Nationwide, more than 5.3 million Americans who have been convicted of a felony are denied access to the one fundamental right that is the foundation of all other rights. Nearly 2 million, or 38%, of the disfranchised are African Americans.
The report details that a staggering 13% of all African-American men in this country—and in some states up to one-third of the entire African-American male population—are denied the right to vote. Given current rates of incarceration, an astonishing one in three of the next generation of Black men will be disfranchised at some point during their lifetime.
Nowhere are the effects of felon disfranchisement more prominent than in the Black community, where more than 1.5 million Black males, or 13% of the adult Black population, are disfranchised—a rate seven times the national average.

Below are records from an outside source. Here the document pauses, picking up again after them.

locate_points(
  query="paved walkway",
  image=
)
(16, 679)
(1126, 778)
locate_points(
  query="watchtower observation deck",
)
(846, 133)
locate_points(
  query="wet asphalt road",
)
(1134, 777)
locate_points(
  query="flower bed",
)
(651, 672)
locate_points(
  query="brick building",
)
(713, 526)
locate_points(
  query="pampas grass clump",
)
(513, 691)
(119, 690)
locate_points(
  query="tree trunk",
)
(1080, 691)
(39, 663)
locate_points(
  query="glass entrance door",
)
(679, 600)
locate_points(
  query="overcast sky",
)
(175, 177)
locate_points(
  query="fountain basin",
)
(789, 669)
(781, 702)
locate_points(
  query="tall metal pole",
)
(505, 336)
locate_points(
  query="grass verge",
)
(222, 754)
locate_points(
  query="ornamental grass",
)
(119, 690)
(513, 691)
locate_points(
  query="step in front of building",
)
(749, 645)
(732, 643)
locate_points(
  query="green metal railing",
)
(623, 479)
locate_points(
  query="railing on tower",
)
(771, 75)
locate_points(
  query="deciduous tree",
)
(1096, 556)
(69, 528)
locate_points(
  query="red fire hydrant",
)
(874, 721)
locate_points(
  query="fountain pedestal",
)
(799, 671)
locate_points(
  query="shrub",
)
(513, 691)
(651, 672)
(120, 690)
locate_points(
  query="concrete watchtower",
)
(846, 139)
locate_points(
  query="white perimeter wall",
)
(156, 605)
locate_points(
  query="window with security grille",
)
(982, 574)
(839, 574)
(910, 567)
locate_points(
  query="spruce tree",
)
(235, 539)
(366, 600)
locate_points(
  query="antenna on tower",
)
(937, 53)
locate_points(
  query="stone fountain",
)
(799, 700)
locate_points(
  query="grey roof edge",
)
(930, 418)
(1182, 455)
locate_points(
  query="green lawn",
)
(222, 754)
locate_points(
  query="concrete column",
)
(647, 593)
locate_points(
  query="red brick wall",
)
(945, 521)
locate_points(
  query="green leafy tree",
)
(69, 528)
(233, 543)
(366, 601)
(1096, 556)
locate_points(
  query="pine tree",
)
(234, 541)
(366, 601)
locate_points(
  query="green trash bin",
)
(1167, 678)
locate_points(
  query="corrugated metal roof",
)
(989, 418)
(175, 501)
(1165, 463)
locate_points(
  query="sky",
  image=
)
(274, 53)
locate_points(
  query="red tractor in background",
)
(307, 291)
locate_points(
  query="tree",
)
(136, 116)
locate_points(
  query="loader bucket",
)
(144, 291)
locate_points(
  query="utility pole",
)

The impact on Black voting strength at the state level is devastating. In Alabama, for example, one in three Black men have been disqualified from voting as a result of a felony conviction. In Washington State, an incredible 24% of Black men, and 15% of the entire Black population, are denied their voting rights. In New York, though Blacks and Latinos collectively comprise only 30% of the State’s overall population, they represent an astonishing 87% of those denied the right to vote because of a felony conviction.
“Regrettably, more than a century after emancipation, and in the 45th anniversary year of the Voting Rights Act, increasing numbers of Blacks and Latinos nationwide are actually losing their right to vote each day, rather than experiencing greater access to political participation,” said Ryan P. Haygood, Co-Director of LDF’s Political Participation Group.
“Fortunately, new efforts to reform felon disfranchisement policies suggest that many lawmakers are beginning to understand that felon disfranchisement is not only discriminatory in its application, but also undermines the most fundamental aspect of American citizenship: the right to participate in the political process,” continued Haygood. “We must join in these efforts to help empower ourselves, enhance our collective voting strength, and improve the conditions of our communities, by freeing the vote for people with felony convictions.”